Streef ernaar in vrede te leven met allen en leid een heilig leven; wie dat niet doet zal de Heer niet zien
(Hebreeën 12:14)
Het is voor een christen een opdracht om heilig te leven:
Word als gehoorzame kinderen niet gelijkvormig aan de begeerten die er vroeger in de tijd van uw onwetendheid waren. Maar zoals Hij Die u geroepen heeft, heilig is, word zo ook zelf heilig in heel uw levenswandel, want er staat geschreven: Wees heilig, want Ik ben heilig (1 Pet. 1:14-16).
Als deze dingen dus allemaal vergaan, hoedanig behoren jullie dan te zijn in heilige levenswandel en in godsvrucht (2 Pet. 3:11).
Als uw gerechtigheid niet overvloediger is dan die van de schriftgeleerden en de Farizeeën, zult u het Koninkrijk van de Hemelen beslist niet binnengaan (Matt. 5:20).
Want dit is de wil van God: uw heiliging, dat u uzelf onthoudt van de ontucht, en dat ieder van u zijn lichaam weet te bezitten in heiliging en eerbaarheid, niet in hartstochtelijke begeerte, zoals de heidenen, die God niet kennen (1 Tess. 4:3).
Maar wat betekent dat, heilig leven?
In zekere zin zijn we al geheiligd, dat is: apart gezet voor God: Want met één offer heeft Hij hen die geheiligd worden, tot in eeuwigheid volmaakt (Hebr. 10:14). Door de vergeving van zonden en verbondenheid met Jezus zijn we apart gezet (geheiligd) als Gods volk, om Zijn koningen en priesters te zijn, om als zonen en dochters te dienen in Zijn huis. Dit heeft dus te maken met de positie die we ontvangen op het moment dat we ons bekeren en geloven: als ‘geheiligden in Christus Jezus, geroepen heiligen’ (1 Kor. 1:2). Je bent in dat opzicht dus nu al apart gezet, geheiligd!

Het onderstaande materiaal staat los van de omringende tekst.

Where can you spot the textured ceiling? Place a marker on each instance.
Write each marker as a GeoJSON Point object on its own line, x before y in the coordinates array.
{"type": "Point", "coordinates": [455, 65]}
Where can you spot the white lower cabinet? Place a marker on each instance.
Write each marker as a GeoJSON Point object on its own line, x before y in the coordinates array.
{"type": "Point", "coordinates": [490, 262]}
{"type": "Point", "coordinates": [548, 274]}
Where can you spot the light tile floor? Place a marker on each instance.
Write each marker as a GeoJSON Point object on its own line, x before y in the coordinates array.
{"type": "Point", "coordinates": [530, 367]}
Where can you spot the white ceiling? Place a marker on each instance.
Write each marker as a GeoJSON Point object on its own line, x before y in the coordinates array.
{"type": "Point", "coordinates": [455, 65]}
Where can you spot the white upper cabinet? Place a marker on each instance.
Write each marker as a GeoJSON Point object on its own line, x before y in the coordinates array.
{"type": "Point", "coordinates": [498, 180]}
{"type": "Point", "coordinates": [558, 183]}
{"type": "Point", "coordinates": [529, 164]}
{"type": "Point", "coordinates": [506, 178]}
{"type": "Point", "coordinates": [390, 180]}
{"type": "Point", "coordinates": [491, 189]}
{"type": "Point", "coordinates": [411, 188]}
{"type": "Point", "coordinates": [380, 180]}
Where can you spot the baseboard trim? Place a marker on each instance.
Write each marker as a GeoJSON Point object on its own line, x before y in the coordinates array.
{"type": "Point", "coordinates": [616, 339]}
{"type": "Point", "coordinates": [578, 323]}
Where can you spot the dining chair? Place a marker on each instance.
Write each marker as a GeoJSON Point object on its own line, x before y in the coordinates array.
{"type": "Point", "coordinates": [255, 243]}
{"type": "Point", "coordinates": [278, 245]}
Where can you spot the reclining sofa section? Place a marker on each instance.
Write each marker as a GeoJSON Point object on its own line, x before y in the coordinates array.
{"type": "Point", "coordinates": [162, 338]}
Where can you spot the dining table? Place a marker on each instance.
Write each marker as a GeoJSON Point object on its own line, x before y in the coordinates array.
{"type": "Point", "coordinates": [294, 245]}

Maar ondanks dat we dat al zijn, geeft God ons de duidelijke opdracht om ook heilig te wórden, te jágen naar heiliging. Dit gaat om de heiliging die we in ons moeten laten vormen door ‘de Heer, die ons heiligt’ (Lev. 20:8): Laten we onszelf reinigen van alle bezoedeling van vlees en geest, en de heiliging volbrengen in het vrezen van God (2 Kor. 7:1).
Deze heiliging betekent:
gehoorzaamheid aan Jezus’ geboden (Joh. 15:10, 1 Joh. 2:4-6)
en daardoor gevormd worden naar Jezus’ beeld (Rom. 8:29), net als Hij een zoon/dochter te worden van de Vader, een beeld van de onzichtbare God (Kol. 1:15),
en zo dankzij Jezus God Zijn doel met ons als mens laten vervullen: geschapen naar Zijn beeld en gelijkenis (Gen. 1:27).
Heiliging heeft 2 kanten (zie ook Jak. 1:27):
nee zeggen tegen zonde (de passieve kant van heiliging)
ja zeggen tegen rechtvaardigheid (de actieve kant van heiliging)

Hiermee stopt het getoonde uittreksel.